Thank you for your interest in contributing to AgentScope!

As an open-source project, we warmly welcome and encourage contributions from the community. Whether you're fixing bugs, adding new features, improving documentation, or sharing ideas, your contributions help make AgentScope better for everyone.

1. Development Roadmap and How to Get Involved

To support the long-term, healthy growth of AgentScope and its open-source community, we keep our development plan transparent and openly tracked.

Our roadmap is public. The AgentScope development plan is published and continuously updated on our GitHub Projects page. The roadmap reflects the technical direction set by the core team, who are responsible for AgentScope's overall design and quality.

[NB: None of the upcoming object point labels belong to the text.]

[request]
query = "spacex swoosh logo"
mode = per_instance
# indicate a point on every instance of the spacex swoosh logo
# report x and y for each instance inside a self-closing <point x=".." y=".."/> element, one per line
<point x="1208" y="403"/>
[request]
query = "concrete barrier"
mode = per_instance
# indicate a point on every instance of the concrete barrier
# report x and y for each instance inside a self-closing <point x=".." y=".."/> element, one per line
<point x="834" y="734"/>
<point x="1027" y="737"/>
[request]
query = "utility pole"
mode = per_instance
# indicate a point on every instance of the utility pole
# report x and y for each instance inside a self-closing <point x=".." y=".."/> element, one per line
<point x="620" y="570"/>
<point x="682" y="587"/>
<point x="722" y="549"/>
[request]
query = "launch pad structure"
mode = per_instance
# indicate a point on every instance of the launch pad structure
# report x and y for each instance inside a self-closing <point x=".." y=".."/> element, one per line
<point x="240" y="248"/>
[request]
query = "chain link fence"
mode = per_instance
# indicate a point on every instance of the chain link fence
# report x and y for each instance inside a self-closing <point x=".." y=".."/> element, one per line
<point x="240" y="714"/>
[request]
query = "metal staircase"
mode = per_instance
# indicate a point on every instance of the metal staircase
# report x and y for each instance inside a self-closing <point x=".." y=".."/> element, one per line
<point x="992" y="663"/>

Tasks open to the community. Items labeled help wanted on the Projects page/issues are contribution opportunities open to everyone. If one of these interests you:

  • Comment on the related issue to let us know you'd like to take it on
  • This helps us avoid duplicate efforts and coordinate with you early

If you'd like to join the core development. We warmly welcome contributors who want to go deeper and help shape AgentScope itself. Over time, we plan to gradually invite committed contributors into the core development circle. Before reaching out, we'd like to share a few honest expectations so you can decide whether it's a good fit right now:

  • Core development involves frequent design discussions, code reviews, and iterative revisions — it asks for a sustained investment of time and energy
  • To keep AgentScope cohesive and reliable, the core team retains responsibility for the project's technical direction and quality bar; core contributors work within this collaborative process

If this fits your situation, please reach out to the core developers — we'd love to talk.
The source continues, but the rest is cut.